Los directivos consideraron en general de mayor incidencia los factores
socioeconómicos y la dificultad de aprender, en tanto que
los docentes centraban su preocupación en la violencia y
la resistencia a la autoridad; lo que nos orientó también
en la necesidad de incluir esta problemática dentro del plan
global.
También
se realizó la segunda fase del programa correspondiente al
año 2001 o sea el plan de concientización a través
de charlas con los directivos y los docentes para explicarles la
temática del proyecto y comprometerlos en su desarrollo.

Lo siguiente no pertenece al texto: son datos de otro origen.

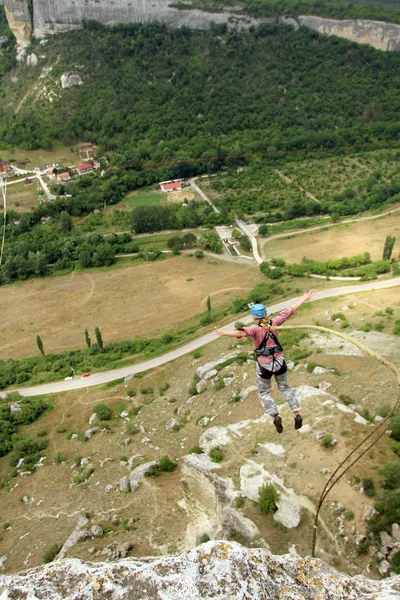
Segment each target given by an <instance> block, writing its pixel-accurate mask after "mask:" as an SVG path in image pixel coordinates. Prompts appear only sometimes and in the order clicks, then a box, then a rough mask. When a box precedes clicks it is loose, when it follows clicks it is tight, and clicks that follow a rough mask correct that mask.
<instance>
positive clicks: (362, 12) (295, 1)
mask: <svg viewBox="0 0 400 600" xmlns="http://www.w3.org/2000/svg"><path fill="white" fill-rule="evenodd" d="M172 6H176V8H180V9H183V8H185V9H186V10H190V9H194V8H199V9H202V10H205V11H209V12H220V11H221V8H222V6H226V7H229V8H230V10H231V11H232V12H235V13H237V12H238V11H240V12H242V13H243V14H248V15H250V16H252V17H280V16H284V17H296V16H297V15H318V16H321V17H329V18H333V19H372V20H375V19H379V20H380V21H390V22H392V23H398V22H399V21H400V10H399V4H398V2H396V0H352V1H351V2H348V1H347V0H285V1H284V2H282V1H281V0H239V1H238V2H235V7H234V8H232V3H231V2H229V0H195V1H194V2H191V3H190V4H188V3H185V1H184V0H183V1H180V0H178V2H175V3H174V4H172Z"/></svg>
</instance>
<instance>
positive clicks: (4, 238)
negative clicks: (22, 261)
mask: <svg viewBox="0 0 400 600" xmlns="http://www.w3.org/2000/svg"><path fill="white" fill-rule="evenodd" d="M0 189H1V195H2V196H3V207H4V214H3V236H2V241H1V251H0V267H1V265H2V262H3V252H4V243H5V241H6V222H7V183H6V181H5V180H4V179H3V178H2V177H0Z"/></svg>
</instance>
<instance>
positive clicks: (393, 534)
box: [392, 523, 400, 542]
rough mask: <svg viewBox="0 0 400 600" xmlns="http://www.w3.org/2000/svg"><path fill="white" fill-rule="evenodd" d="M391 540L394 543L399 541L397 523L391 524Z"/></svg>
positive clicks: (398, 528) (399, 534) (399, 535)
mask: <svg viewBox="0 0 400 600" xmlns="http://www.w3.org/2000/svg"><path fill="white" fill-rule="evenodd" d="M392 538H394V539H395V540H396V542H399V541H400V525H399V524H398V523H393V524H392Z"/></svg>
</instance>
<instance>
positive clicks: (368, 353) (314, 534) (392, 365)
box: [277, 325, 400, 557]
mask: <svg viewBox="0 0 400 600" xmlns="http://www.w3.org/2000/svg"><path fill="white" fill-rule="evenodd" d="M277 329H314V330H316V331H322V332H324V333H331V334H332V333H333V334H334V335H337V336H338V337H341V338H343V339H344V340H346V341H347V342H350V343H351V344H353V345H355V346H357V347H358V348H359V349H360V350H362V351H363V352H365V353H366V354H369V355H370V356H371V357H372V358H374V359H375V360H378V361H379V362H380V363H382V364H383V365H384V366H385V367H388V368H389V369H391V370H392V371H393V373H394V374H395V375H396V377H397V383H398V385H399V394H398V398H397V401H396V403H395V405H394V406H393V408H392V410H391V411H390V413H389V414H388V416H387V417H386V418H385V419H384V420H383V421H381V423H380V424H379V425H378V426H377V427H376V428H375V429H374V430H373V431H372V432H371V433H369V434H368V435H367V436H366V437H365V438H364V439H363V440H361V442H360V443H359V444H358V445H357V446H356V447H355V448H354V449H353V450H352V451H351V452H350V454H348V455H347V456H346V458H345V459H344V460H342V461H341V462H340V464H339V465H338V467H337V468H336V469H335V471H334V472H333V473H332V475H330V477H329V479H328V481H327V482H326V484H325V486H324V489H323V490H322V492H321V495H320V498H319V502H318V506H317V510H316V513H315V518H314V524H313V536H312V550H311V555H312V556H313V557H314V556H315V545H316V539H317V527H318V517H319V513H320V510H321V508H322V505H323V503H324V500H325V498H326V497H327V495H328V494H329V492H330V491H331V490H332V489H333V488H334V486H335V485H336V484H337V483H338V482H339V480H340V479H341V478H342V477H343V475H345V474H346V473H347V472H348V471H349V469H351V467H353V466H354V465H355V464H356V463H357V462H358V461H359V460H360V459H361V458H362V457H363V456H364V455H365V454H366V453H367V452H368V451H369V450H370V449H371V448H372V446H374V445H375V444H376V443H377V442H378V441H379V440H380V439H381V437H383V436H384V435H385V433H386V431H387V430H388V429H389V427H390V426H391V424H392V423H393V421H394V419H395V418H396V416H397V414H398V412H399V408H400V371H399V369H398V368H397V367H396V365H395V364H393V363H392V362H390V361H388V360H386V358H383V356H381V355H380V354H378V353H377V352H375V351H374V350H371V349H370V348H368V347H367V346H365V345H364V344H362V343H361V342H359V341H358V340H355V339H353V338H352V337H351V336H349V335H347V334H345V333H342V332H339V331H334V330H332V329H328V327H320V326H318V325H282V326H280V327H277ZM371 438H372V440H371ZM369 440H371V441H370V443H368V445H367V446H365V444H366V443H367V442H369ZM354 455H355V457H354V458H353V459H352V457H353V456H354ZM349 461H350V462H349Z"/></svg>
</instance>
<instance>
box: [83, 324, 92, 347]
mask: <svg viewBox="0 0 400 600" xmlns="http://www.w3.org/2000/svg"><path fill="white" fill-rule="evenodd" d="M85 342H86V346H87V347H88V348H90V346H91V345H92V341H91V339H90V337H89V332H88V330H87V329H85Z"/></svg>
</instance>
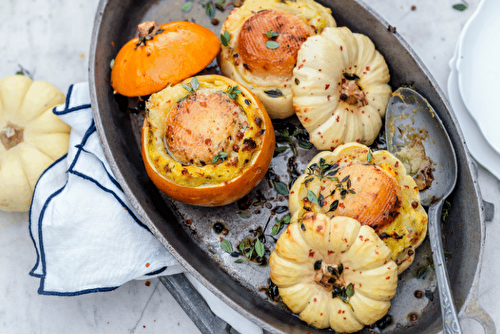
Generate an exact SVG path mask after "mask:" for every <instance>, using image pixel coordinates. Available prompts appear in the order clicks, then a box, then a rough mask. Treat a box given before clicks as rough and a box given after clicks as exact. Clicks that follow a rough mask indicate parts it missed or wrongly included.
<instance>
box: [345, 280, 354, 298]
mask: <svg viewBox="0 0 500 334" xmlns="http://www.w3.org/2000/svg"><path fill="white" fill-rule="evenodd" d="M345 294H346V296H347V298H351V297H352V296H354V286H353V285H352V283H349V285H348V286H347V287H346V288H345Z"/></svg>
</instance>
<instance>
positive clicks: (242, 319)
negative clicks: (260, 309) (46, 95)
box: [30, 83, 262, 333]
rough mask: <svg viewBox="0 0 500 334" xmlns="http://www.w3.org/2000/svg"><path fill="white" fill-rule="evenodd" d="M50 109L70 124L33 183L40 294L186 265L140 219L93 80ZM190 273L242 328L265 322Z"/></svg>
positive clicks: (34, 221)
mask: <svg viewBox="0 0 500 334" xmlns="http://www.w3.org/2000/svg"><path fill="white" fill-rule="evenodd" d="M53 112H54V113H55V114H56V115H57V116H59V117H60V118H61V119H62V120H63V121H64V122H66V123H67V124H69V125H70V126H71V127H72V130H71V135H70V143H69V151H68V154H67V155H65V156H64V157H62V158H60V159H59V160H57V161H56V162H55V163H54V164H52V165H51V166H50V167H49V168H48V169H47V170H46V171H45V172H44V173H43V174H42V176H41V177H40V179H39V180H38V183H37V185H36V187H35V191H34V194H33V201H32V203H31V209H30V233H31V237H32V239H33V243H34V245H35V249H36V252H37V261H36V264H35V266H34V267H33V269H32V270H31V272H30V275H32V276H35V277H38V278H40V287H39V289H38V293H39V294H43V295H59V296H75V295H80V294H85V293H92V292H100V291H110V290H114V289H116V288H118V287H119V286H120V285H122V284H124V283H125V282H127V281H129V280H133V279H146V278H151V277H154V276H159V275H171V274H177V273H180V272H184V268H183V267H182V266H181V265H180V264H179V263H178V262H177V261H176V260H175V258H174V257H173V256H172V255H171V254H170V253H169V252H168V251H167V250H166V249H165V247H164V246H163V245H162V244H161V243H160V242H159V241H158V240H157V239H156V238H155V237H154V235H153V234H152V233H151V232H150V231H149V230H148V228H147V227H146V226H145V225H144V224H143V223H142V222H141V221H140V219H139V217H138V216H137V214H136V213H135V212H134V209H133V208H132V206H131V205H130V203H129V201H128V199H127V198H126V196H125V194H124V193H123V191H122V190H121V188H120V185H119V184H118V182H117V180H116V179H115V177H114V176H113V172H112V170H111V168H110V166H109V164H108V162H107V160H106V157H105V155H104V152H103V150H102V147H101V143H100V140H99V137H98V135H97V132H96V128H95V125H94V119H93V116H92V109H91V105H90V96H89V86H88V84H87V83H80V84H76V85H73V86H71V87H70V88H69V91H68V94H67V98H66V103H65V104H63V105H60V106H58V107H56V108H54V110H53ZM188 278H189V279H190V280H191V282H192V283H194V285H195V287H196V288H197V289H198V291H199V292H200V293H201V295H202V296H203V297H204V298H205V300H206V301H207V303H208V304H209V305H210V307H211V309H212V311H213V312H214V313H215V314H216V315H218V316H219V317H220V318H222V319H223V320H225V321H226V322H228V323H229V324H230V325H232V326H233V327H234V328H235V329H236V330H238V331H239V332H241V333H262V329H261V328H260V327H258V326H256V325H255V324H253V323H252V322H250V321H249V320H247V319H245V318H244V317H242V316H241V315H239V314H238V313H237V312H235V311H234V310H232V309H231V308H230V307H229V306H227V305H226V304H224V303H223V302H222V301H220V300H219V299H218V298H217V297H216V296H215V295H213V294H212V293H211V292H210V291H209V290H208V289H206V288H205V287H203V286H201V284H196V283H197V282H196V281H195V280H194V279H193V278H192V276H191V277H189V275H188Z"/></svg>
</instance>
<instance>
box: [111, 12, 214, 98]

Se les explicó que los docentes a través del trato
permanente con los alumnos pueden apreciar los progresos diarios
que el entrenamiento en mediación y los procesos de mediación
propiamente dichos van produciendo en la comunidad escolar. Esto
también es necesario para evaluar el desarrollo de los programas
de prevención de la violencia y la formación de los
mediadores.
Para
la capacitación de los alumnos, se siguieron los lineamientos
desarrollados en el programa de entrenamiento incluido en el libro
·"Educar para la Paz " (Ed. AIAP 2000, pág.
117 y siguientes).
Siguiendo
con el programa, fueron capacitados veinte alumnos mediadores de
cuatro escuelas públicas en el nivel de 12 a 14 años,
incluyendo en el mapa educativo tres localidades del municipio de
la costa, localidad balnearia argentina, los que además de
su capacitación han asumido un compromiso con la paz.